Assembling a query optimizer with Apache Calcite

Written by

Vladimir Ozerov

December 15, 2020

Assembling a query optimizer with Apache Calcite

Abstract

Apache Calcite is a dynamic data management framework with SQL parser, optimizer, executor, and JDBC driver.

Many examples of Apache Calcite usage demonstrate the end-to-end execution of queries using JDBC driver, some built-in optimization rules, and the `Enumerable` executor. Our customers often have their own execution engines and JDBC drivers. So how to use Apache Calcite for query optimization only, without its JDBC driver and `Enumerable` executor?

In this tutorial, we create a simple query optimizer using internal Apache Calcite classes.

Schema

First, we need to define the schema. We start with a custom table implementation. To create a table, you should extend Apache Calcite's `AbstractTable`. We pass two pieces of information to our table:

  1. Field names and types that we will use to construct the row type of the table (required for expression type derivation).
  2. An optional `Statistic` object that provides helpful information for query planner: row count, collations, unique table keys, etc.

Our statistic class exposes only row count information.


public class SimpleTableStatistic implements Statistic {

    private final long rowCount;
    
    public SimpleTableStatistic(long rowCount) {
        this.rowCount = rowCount;
    }
    
    @Override
    public Double getRowCount() {
        return (double) rowCount;
    }
    
    // Other methods no-op
}

We pass column names and types to our table class to construct the row type, which Apache Calcite uses to derive data types of expressions.


public class SimpleTable extends AbstractTable {

    private final String tableName;
    private final List<String> fieldNames;
    private final List<SqlTypeName> fieldTypes;
    private final SimpleTableStatistic statistic;

    private RelDataType rowType;

    private SimpleTable(
        String tableName, 
        List<String> fieldNames, 
        List<SqlTypeName> fieldTypes, 
        SimpleTableStatistic statistic
    ) {
        this.tableName = tableName;
        this.fieldNames = fieldNames;
        this.fieldTypes = fieldTypes;
        this.statistic = statistic;
    }
    
    @Override
    public RelDataType getRowType(RelDataTypeFactory typeFactory) {
        if (rowType == null) {
            List<RelDataTypeField> fields = new ArrayList<>(fieldNames.size());

            for (int i = 0; i < fieldNames.size(); i++) {
                RelDataType fieldType = typeFactory.createSqlType(fieldTypes.get(i));
                RelDataTypeField field = new RelDataTypeFieldImpl(fieldNames.get(i), i, fieldType);
                fields.add(field);
            }

            rowType = new RelRecordType(StructKind.PEEK_FIELDS, fields, false);
        }

        return rowType;
    }

    @Override
    public Statistic getStatistic() {
        return statistic;
    }
}

Our table also implements Apache Calcite's `ScannableTable` interface. We do this only for demonstration purposes because we will use a certain `Enumerable` optimization rule in our example that will fail without this interface. You do not need to implement this interface if you are not going to use the Apache Calcite `Enumerable` execution backend.

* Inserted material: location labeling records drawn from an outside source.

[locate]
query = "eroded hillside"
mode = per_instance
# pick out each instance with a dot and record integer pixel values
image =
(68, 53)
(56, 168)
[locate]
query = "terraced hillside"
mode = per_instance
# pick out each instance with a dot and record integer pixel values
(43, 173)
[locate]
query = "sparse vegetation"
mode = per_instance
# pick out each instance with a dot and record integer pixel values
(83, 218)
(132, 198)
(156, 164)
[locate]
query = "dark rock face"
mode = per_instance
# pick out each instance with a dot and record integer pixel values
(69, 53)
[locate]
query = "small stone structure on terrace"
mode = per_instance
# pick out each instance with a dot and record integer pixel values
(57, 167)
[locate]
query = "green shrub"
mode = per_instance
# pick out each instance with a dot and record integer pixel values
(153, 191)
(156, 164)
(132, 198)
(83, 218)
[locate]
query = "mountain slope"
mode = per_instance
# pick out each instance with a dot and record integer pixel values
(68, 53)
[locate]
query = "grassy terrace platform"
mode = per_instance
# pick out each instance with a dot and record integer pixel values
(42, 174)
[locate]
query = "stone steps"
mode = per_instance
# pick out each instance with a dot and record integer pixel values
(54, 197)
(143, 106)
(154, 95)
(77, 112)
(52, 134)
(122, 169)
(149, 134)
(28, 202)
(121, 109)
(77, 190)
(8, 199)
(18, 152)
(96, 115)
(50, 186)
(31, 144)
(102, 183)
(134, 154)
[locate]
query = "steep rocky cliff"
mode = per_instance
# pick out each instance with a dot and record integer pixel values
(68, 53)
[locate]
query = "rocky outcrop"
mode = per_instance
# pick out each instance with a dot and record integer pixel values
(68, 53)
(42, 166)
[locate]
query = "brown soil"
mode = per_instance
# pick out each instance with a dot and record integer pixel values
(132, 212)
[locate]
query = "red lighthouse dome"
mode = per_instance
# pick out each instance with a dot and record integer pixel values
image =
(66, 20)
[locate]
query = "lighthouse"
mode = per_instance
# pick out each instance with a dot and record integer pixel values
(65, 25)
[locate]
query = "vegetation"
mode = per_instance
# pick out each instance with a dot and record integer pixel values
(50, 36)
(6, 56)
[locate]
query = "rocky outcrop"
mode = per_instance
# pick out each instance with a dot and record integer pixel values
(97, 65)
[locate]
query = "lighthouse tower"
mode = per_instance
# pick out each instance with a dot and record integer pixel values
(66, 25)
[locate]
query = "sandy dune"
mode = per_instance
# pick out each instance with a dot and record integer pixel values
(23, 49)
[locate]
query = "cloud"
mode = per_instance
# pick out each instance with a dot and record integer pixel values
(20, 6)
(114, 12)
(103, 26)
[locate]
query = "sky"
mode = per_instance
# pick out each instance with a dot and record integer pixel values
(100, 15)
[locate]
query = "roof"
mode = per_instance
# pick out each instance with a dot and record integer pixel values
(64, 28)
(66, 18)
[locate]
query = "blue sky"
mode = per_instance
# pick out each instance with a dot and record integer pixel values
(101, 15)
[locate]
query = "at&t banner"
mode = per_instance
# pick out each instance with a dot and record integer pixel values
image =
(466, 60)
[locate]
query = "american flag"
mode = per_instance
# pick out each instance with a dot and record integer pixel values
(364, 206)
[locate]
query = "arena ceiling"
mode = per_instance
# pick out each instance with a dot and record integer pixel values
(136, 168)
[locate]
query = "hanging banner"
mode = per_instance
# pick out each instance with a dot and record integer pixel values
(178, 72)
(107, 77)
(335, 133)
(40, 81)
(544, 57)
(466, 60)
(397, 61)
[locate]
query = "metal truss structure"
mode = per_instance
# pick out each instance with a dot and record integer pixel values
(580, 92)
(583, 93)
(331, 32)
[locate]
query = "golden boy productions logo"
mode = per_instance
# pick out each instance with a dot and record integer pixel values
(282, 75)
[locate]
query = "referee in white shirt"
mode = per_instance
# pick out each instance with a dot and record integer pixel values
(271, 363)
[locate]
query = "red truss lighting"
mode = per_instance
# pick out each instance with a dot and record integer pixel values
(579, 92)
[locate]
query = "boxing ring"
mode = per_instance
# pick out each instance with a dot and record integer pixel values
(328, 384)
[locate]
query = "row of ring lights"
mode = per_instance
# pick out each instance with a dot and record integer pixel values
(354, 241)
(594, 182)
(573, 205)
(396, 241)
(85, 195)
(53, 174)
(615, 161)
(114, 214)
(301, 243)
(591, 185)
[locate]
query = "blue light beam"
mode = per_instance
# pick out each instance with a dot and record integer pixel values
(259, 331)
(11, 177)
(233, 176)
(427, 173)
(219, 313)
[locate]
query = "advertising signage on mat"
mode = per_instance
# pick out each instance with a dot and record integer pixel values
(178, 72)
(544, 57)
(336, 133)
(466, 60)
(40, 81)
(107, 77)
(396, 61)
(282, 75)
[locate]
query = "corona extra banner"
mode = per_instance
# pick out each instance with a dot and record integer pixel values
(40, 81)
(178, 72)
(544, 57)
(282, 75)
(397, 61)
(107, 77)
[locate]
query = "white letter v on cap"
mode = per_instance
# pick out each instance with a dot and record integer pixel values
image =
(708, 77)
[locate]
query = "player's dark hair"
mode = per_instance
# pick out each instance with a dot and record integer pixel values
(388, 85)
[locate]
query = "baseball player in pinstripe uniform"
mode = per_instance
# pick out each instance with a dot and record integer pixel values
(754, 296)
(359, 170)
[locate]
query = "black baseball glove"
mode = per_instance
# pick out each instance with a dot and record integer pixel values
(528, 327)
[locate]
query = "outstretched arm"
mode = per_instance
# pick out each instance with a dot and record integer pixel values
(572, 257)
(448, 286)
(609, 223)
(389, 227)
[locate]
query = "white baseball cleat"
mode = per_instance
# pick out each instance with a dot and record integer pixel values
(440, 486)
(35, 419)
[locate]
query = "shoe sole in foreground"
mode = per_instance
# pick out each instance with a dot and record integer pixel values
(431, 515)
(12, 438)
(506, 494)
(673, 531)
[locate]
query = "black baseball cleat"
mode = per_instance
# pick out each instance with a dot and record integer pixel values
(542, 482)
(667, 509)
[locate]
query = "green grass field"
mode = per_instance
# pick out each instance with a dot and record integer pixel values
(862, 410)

public class SimpleTable extends AbstractTable implements ScannableTable {
    ...
    @Override
    public Enumerable<Object[]> scan(DataContext root) {
        throw new UnsupportedOperationException("Not implemented");
    }
    ...
}

Finally, we extend Apache Calcite's `AbstractSchema` class to define our own schema. We pass a map from a table name to a table. Apache Calcite uses this map to resolve tables during semantic validation.


public class SimpleSchema extends AbstractSchema {

    private final String schemaName;
    private final Map<String, Table> tableMap;

    private SimpleSchema(String schemaName, Map<String, Table> tableMap) {
        this.schemaName = schemaName;
        this.tableMap = tableMap;
    }

    @Override
    public Map<String, Table> getTableMap() {
        return tableMap;
    }
}

We are ready to start the optimization.

Optimizer

The optimization process consists of the following phases:

  1. Syntax analysis that produces an abstract syntax tree (AST) from a query string.
  2. Semantic analysis of an AST.
  3. Conversion of an AST to a relational tree.
  4. Optimization of a relational tree.

Configuration

Many Apache Calcite classes that we use for query optimization require configuration. However, there is no common configuration class in Apache Calcite that could be used by all objects. For this reason, we store the common configuration in a single object and then copy configuration values into other objects when needed.

In this specific example, we instruct Apache Calcite on how to process object identifiers: do not change identifier casing, use case-sensitive name resolution.


Properties configProperties = new Properties();

configProperties.put(CalciteConnectionProperty.CASE_SENSITIVE.camelName(), Boolean.TRUE.toString());
configProperties.put(CalciteConnectionProperty.UNQUOTED_CASING.camelName(), Casing.UNCHANGED.toString());
configProperties.put(CalciteConnectionProperty.QUOTED_CASING.camelName(), Casing.UNCHANGED.toString());

CalciteConnectionConfig config = new CalciteConnectionConfigImpl(configProperties);

Syntax Analysis

First of all, we should parse the query string. The result of parsing is an abstract syntax tree, with every node being a subclass of `SqlNode`.

We pass a part of our common configuration to the parser configuration, then instantiate `SqlParser`, and finally perform the parsing. If you have a custom SQL syntax, you may pass a custom parser factory class to the configuration.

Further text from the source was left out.